Originally developed at MIT, the MindRider helmet tracks your brainwaves to measure your emotions while you cycle. The helmet’s designers, Arlene Ducao and Ilias Koen, say the resultant data could be of use to cycle campaigners and city planners.
The MindRider is embedded with sensors that read brain activity via electroencephalography (EEG). An early prototype featured red and green lights to warn drivers if a cyclist was particularly stressed, but these have now been abandoned in favour of a light which is only visible to the cyclist. Situated above the eye, in your peripheral vision, it is green when you are relaxed and red when you’re stressed, but also indicates other moods in between.
Ducao told FastCoExist.com that the information could be used in different ways.
"Most of our avid commuters are most interested in the mindfulness or relaxation aspect of MindRider. New cyclists are most interested how the high focus aspect—the red part of the spectrum—can help them know where to be more cautious."
Josue Diaz III, a member of the development team, has been using the MindRider during his commute. He told the New York Times that he looks at the light during rides to remind himself to relax. “My mornings felt a little hotter, more red, more alert. I was in a rush and trying to watch traffic. At the end of the day, it seemed cooler, more green.”
Rides and associated emotional data can be plotted on a map so that it is possible to see the exact spots where the rider was most stressed out by traffic. Diaz, for one, seemed to relish the prospect of poring over this afterwards – even on a bad day. “Once a woman opened up her cab door and I collided with the door. I remember thinking: I can’t wait to see this.”

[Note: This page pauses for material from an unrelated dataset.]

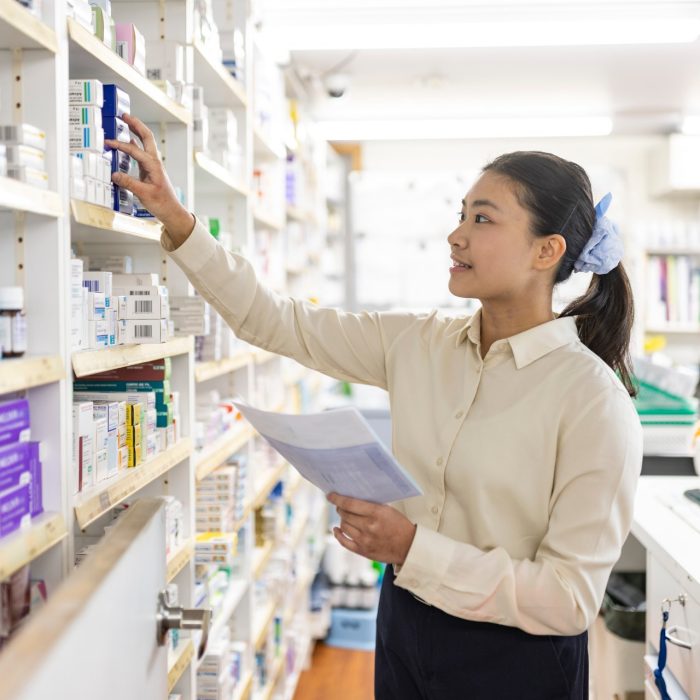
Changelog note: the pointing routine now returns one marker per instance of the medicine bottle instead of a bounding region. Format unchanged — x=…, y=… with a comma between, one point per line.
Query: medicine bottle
x=13, y=322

As with the more immediate helmet feedback, the data is colour coded. Stress levels are rated from 0-100 and then associated with a colour scale which runs from green to yellow to red.
Users are also able to anonymously share the results of their rides online and it is this side of the technology that gave rise to a successful Kickstarter project earlier in the year. The designers had been MindRiding their own streets in New York for around a year and were keen to create a citywide dataset.
By aggregating a number of users’ MindRiding maps and then combining them other kinds of datasets like traffic accident, bike lane, and demographic data, it is hoped that a useful reference can be created for other cyclists and city planners, highlighting danger spots as well as areas which are more cyclist-friendly. The developers hope that ultimately large numbers of users will upload their data to create a real-time map which can be accessed online.